The right attitude is what counts when it comes to Bushcraft and Survival
Whether Bushcraft beginner or advanced: Those who want to experience outdoor adventures need a feel for nature, a good grasp and some manual skills. Where can I set up my camp and how can I build a permanent shelter? How do I live with my natural environment and what equipment do I need? These are the key questions that come with an original Bushcraft experience. It’s an advantage if you’re already mentally prepared for it, as Dave Canterbury confirms. He’s often asked the question about how he understands Bushcraft and what matters in nature.
Petromax: When you are interested in the history and techniques of the Bushcraft, you will often come across the term “Woodcraft”. What’s it all about?
Dave Canterbury: „I am often asked this question. […] When Richard Graves wrote his book “BUSHCRAFT” in 1973, he wrote it against the background of his position as an Australian Air Force Survival Trainer. The term was therefore probably inspired by his homeland, as the Australian outback is also known as The Bush. Originally, Bush Craft describes the manual production of utensils from natural resources of its environment and in the best case […] with only one source tool. […] on the other hand, in the American English, the term “Woodcraft” is used. The techniques were taught at the scouts and several tools (knife, axe, saw, etc.) are used and taken on planned stays in nature. […] Both directions apply techniques of track reading, botany, fire making, shelter building […], trapping, etc. The difference is that one [Bushcraft, PX] is based on a survival situation and the other [Woodcraft, PX] is based on planned excursions. […] The term Bushcraft is now generally used, although according to Graves the original idea today probably goes more in the direction of survival. […]“
Reliable equipment for Bushcraft
Petromax: What tool has literally helped you out of a tight spot before?
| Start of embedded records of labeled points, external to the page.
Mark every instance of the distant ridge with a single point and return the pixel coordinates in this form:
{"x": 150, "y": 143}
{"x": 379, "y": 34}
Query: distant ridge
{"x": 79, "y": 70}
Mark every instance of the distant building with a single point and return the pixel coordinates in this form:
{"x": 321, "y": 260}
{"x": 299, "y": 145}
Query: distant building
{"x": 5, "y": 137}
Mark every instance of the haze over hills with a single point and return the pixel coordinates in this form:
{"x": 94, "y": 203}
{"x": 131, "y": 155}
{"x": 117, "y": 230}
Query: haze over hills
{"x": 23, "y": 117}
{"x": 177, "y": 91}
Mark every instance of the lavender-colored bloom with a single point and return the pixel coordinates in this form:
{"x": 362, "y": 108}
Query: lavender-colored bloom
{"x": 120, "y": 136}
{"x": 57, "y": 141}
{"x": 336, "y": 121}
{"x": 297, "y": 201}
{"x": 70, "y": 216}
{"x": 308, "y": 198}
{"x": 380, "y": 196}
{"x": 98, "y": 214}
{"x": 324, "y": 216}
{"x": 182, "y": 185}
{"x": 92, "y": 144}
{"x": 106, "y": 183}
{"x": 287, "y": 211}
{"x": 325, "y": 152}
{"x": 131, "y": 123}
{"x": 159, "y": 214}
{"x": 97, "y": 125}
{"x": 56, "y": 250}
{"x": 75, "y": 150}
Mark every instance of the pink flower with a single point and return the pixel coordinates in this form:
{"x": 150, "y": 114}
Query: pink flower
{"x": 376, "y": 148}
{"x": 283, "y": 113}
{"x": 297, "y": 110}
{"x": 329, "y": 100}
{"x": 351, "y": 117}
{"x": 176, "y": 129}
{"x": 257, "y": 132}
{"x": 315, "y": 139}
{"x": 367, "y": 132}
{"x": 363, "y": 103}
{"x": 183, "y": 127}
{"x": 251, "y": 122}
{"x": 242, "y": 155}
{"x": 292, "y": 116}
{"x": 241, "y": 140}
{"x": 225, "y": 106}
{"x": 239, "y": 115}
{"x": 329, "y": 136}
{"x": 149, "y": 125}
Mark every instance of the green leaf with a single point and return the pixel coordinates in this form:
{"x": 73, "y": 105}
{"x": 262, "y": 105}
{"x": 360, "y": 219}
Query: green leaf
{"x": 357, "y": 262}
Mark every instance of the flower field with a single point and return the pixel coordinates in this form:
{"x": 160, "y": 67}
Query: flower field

Dave Canterbury: My Swiss Army Knife is my constant companion. […] Once I was out and about in uninhabited woodland. Since it was only planned as a day trip, I didn’t pack much equipment, not even my Survival Knife. I had walked too far into the forest and it was already dark. So, I had to set up an improvised camp in the wilderness. With my Swiss Army Knife, I could build a shelter and – together with a stick flint – light a warming fire.
Petromax: Which equipment to you use the most?
Dave Canterbury: I take my Belt Knife and my stainless steel water bottle every day. This equipment can be used for almost all tasks and situations during an adventure in the wilderness. Dehydration is one of the biggest dangers and a good cutting tool makes it easier to build other items and eliminates the need for additional tools in your luggage.
In spring 2019 we met the Bushcraft and Survival expert Dave Canterbury at the Survival Expo in Paris. We started a conversation immediately and Dave took the time to talk to us. It was a huge pleasure. Thanks again, Dave!